My husband grabbed one end of the five foot cardboard box & I the other. We attempted a few different ways to shove it into my 4-door 2005 Honda Accord.
"It's not going to work," he asserted.
"No. I think I can get it," I countered.
I ran to the opposite side - attempting one last maneuver to cram it into my backseat.
"Gosh darn stuff!" I grunted as I invested my last bit of energy.
Finally! The box cleared the door frame & landed on my seat... sideways.
My husband affirmed the obvious, "You know it's just going to all fall out when you pull it out?"
"I know," I sighed.
I drove the car to the grassy yard sale site a quarter mile from our home. In an attempt to spare my poor husband from any more of my great ideas related to this venture, I decided to transport the box from my car & up a small hill.
Surprisingly, it wasn't too difficult to slide it out the door. 'Phew' I thought. 'This shouldn't be too bad.'
Within seconds, clothes started to pop out the top - now side - of the box as it puckered & buckled.

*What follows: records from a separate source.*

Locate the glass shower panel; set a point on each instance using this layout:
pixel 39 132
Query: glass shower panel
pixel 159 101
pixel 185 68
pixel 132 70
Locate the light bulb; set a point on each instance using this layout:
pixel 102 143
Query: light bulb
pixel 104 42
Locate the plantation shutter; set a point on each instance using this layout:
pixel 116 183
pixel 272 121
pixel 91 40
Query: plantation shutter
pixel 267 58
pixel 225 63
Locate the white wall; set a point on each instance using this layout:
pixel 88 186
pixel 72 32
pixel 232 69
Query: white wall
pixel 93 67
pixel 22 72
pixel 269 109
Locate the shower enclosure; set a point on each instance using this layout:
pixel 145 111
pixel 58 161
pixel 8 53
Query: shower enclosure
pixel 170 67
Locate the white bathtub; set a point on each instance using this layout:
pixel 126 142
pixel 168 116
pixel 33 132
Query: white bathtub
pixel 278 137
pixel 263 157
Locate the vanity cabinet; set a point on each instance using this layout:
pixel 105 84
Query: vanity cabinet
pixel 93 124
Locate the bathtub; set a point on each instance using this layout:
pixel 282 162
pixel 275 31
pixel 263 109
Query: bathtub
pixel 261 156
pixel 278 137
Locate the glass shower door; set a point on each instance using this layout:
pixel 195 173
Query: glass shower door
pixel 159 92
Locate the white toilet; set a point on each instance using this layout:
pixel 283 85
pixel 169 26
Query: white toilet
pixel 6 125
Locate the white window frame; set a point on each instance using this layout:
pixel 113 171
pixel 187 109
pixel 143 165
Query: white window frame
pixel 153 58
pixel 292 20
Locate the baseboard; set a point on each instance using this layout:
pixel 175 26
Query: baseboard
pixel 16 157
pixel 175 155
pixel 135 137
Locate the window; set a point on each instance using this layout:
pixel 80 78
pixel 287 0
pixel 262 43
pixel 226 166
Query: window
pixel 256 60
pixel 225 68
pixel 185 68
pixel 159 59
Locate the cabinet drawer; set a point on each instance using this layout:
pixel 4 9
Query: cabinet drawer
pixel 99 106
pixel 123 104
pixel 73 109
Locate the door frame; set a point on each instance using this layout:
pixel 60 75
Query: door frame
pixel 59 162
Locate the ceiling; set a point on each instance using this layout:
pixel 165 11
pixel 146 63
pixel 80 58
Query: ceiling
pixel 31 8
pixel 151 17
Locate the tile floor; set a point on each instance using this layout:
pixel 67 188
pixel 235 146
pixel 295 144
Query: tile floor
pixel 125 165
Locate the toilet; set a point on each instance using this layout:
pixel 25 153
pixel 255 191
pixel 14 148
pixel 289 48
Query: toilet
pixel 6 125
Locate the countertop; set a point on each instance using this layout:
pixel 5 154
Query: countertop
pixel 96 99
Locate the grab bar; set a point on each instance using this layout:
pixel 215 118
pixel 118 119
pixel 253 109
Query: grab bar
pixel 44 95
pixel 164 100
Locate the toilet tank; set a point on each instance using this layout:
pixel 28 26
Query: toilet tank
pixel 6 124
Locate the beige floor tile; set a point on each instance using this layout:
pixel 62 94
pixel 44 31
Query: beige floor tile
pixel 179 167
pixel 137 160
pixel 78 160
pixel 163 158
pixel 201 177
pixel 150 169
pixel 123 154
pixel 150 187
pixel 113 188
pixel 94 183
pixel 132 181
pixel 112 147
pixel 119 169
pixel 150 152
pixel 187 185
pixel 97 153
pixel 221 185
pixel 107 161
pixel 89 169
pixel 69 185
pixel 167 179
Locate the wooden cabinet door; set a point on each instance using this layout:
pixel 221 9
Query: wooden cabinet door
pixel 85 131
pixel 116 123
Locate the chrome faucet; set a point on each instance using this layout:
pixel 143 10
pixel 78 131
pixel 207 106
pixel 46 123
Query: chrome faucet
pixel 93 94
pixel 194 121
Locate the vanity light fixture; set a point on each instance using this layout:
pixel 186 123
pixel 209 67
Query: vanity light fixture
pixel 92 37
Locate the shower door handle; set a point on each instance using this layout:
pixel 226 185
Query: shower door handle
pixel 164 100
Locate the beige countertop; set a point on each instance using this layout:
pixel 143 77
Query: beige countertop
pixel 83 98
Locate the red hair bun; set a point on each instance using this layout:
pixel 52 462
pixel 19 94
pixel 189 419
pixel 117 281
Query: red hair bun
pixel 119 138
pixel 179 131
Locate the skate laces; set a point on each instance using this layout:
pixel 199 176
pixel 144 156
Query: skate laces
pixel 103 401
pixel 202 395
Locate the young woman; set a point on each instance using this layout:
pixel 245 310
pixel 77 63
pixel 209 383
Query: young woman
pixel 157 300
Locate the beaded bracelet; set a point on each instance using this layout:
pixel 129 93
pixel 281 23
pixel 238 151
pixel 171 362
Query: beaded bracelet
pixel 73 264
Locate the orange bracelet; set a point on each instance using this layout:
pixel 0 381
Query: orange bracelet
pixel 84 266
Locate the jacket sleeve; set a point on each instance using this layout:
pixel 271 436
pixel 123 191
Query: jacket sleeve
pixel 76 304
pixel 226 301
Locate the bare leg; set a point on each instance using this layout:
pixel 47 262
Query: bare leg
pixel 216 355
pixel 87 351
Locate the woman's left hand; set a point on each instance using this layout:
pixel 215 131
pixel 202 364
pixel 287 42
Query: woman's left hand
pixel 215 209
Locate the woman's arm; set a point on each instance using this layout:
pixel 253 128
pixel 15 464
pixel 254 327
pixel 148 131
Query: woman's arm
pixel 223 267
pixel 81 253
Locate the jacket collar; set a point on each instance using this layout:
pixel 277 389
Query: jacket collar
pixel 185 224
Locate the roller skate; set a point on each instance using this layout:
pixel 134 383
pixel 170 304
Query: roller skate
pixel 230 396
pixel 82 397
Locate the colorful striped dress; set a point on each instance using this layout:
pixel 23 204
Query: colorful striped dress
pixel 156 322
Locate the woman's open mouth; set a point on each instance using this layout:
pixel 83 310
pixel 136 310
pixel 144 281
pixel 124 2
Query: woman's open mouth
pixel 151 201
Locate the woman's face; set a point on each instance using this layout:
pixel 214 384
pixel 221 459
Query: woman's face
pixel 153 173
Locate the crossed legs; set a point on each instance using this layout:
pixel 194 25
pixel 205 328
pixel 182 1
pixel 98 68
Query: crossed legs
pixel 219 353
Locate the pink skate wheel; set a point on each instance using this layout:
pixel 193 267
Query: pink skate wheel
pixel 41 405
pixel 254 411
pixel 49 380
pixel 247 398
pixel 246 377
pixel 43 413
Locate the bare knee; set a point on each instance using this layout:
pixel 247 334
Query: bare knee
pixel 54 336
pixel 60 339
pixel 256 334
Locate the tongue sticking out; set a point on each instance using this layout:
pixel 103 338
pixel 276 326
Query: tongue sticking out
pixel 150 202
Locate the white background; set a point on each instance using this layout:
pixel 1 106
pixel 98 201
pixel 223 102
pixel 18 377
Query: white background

All of the clothes I painstakingly folded into nice, neat piles according to type melted into a jumbled soup on the sidewalk. Not only was it fabric that lie on the ground - it represented wasted money, wasted time, wasted opportunity.
I wanted to cry.
Not because the clothes were becoming dirty. Not because my organization & planning went to waste. Not because my husband could gloat about being right. And not because of the woman parked nearby who stared at me blankly as I contorted myself to save the contents.
I felt defeated by my own insatiable desire to acquire so much stuff. I burdened myself with this debacle. I got myself into this mess. After 2 years of simplifying, clothing is my last hurdle.
I spent a few hours upset about the situation. Until I came to a realization - a remembering.
This is a painful reminder of why I should never let it get to this point ever again.
It never would have been enough. The stuff never made me truly content, & I blindly continued to search for happiness in acquiring more.
The truth is that I am enough just as I am - no more but definitely with less.